No Tragic Flaw in Hardy
The Shakespearian hero has some fault of character, some strong tendency to act in a particular way, which is the cause of his undoing. Bradley has called this weakness of the hero as the “tratic flaw’ of his character. This tragic flaw results in the fall of the hero, it is the cause of the tragedy. Though at a later stage the course of action is complicated by other factors — chance, abnormal state of mind, some supernatural force, etc.-yet primarily action issues out of character. Character is responsible for tragedy.
“Character is Destiny in Shakespeare.” But this is not so in Hardy. His Tragic heroes and heroines are free from any ‘tragic flaw’ in the Shakespearean sense. They do not have any obsession or a marked tendency to act in a particular way. Thus the tragedy of Clym and Eustacia is the result of chance to a very great extent. Mrs. Yeobright’s death is also brought about by chance events.
Destiny, and Not Character, the Cause of Tragedy
“Character may be destiny” in Shakespeare, but in Hardy, “Destiny is Character.” In all his novels, chance events happens throughout.
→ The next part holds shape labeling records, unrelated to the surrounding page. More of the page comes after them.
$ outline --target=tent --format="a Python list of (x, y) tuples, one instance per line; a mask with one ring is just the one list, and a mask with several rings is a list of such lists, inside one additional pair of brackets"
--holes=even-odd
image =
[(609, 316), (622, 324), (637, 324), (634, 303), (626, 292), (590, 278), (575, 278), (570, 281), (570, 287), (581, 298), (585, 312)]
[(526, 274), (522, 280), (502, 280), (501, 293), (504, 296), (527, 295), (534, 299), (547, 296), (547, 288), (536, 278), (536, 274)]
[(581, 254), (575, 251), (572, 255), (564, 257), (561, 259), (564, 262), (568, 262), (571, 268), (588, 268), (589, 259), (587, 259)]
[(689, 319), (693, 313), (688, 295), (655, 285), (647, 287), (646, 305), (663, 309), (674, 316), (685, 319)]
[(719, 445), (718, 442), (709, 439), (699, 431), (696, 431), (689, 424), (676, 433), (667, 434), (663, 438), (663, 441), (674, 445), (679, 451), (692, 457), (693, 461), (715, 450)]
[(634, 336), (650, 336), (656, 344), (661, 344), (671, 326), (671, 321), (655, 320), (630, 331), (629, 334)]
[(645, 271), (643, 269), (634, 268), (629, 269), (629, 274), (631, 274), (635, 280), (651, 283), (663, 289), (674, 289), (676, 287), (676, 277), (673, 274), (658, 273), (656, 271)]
Fate expresses itself as chance. However in the. Return of the Native character too plays a significant role in bringing about the tragedy. Eustacia’ tragedy results from her excessive love of the glittering city life and from her extreme hunger for love. Isolation in Egdon makes her rebellious, morose and gloomy. It intensifies her hunger for love, and for the pleasures of city life. Similarly, Clym’s idealism is responsible to a very great extent for his tragedy. He is unpractical and lacks worldly wisdom. Character and environment play a larger part in causing tragedy in this novel, than in other novels.
Considered as a tragedy, TJie Return of the Native has other peculiar features as well. For one thing, while in a Shakespearean tragedy both the hero and the heroine die at the end, in this novel the heroine, Eustacia, alone dies, and the hero lives on a life of deep anguish, virtually a life-in-death. This is another instance of the relentless cruelty of destiny.
Secondly, the Return of the Native has a double-ending. While Eustacia, Wildeve and Mrs. Yeobright come to a tragic end and Clym too suffers terribly, the end of Thomasin’s love-story is a happy one. We find her in the end married to the faithful Venn, and likely to enjoy a happy life ever afterwards. In this way, the novelist has introduced a note of meliorism in the novel. He has thus shown that a limited happiness is possible even in this sorry life of ours. The happy end of the Thomasin story does not reduce the tragic intensity of the Catastrophe, rather it enables the novelist to present his vision of life truthfully and honestly.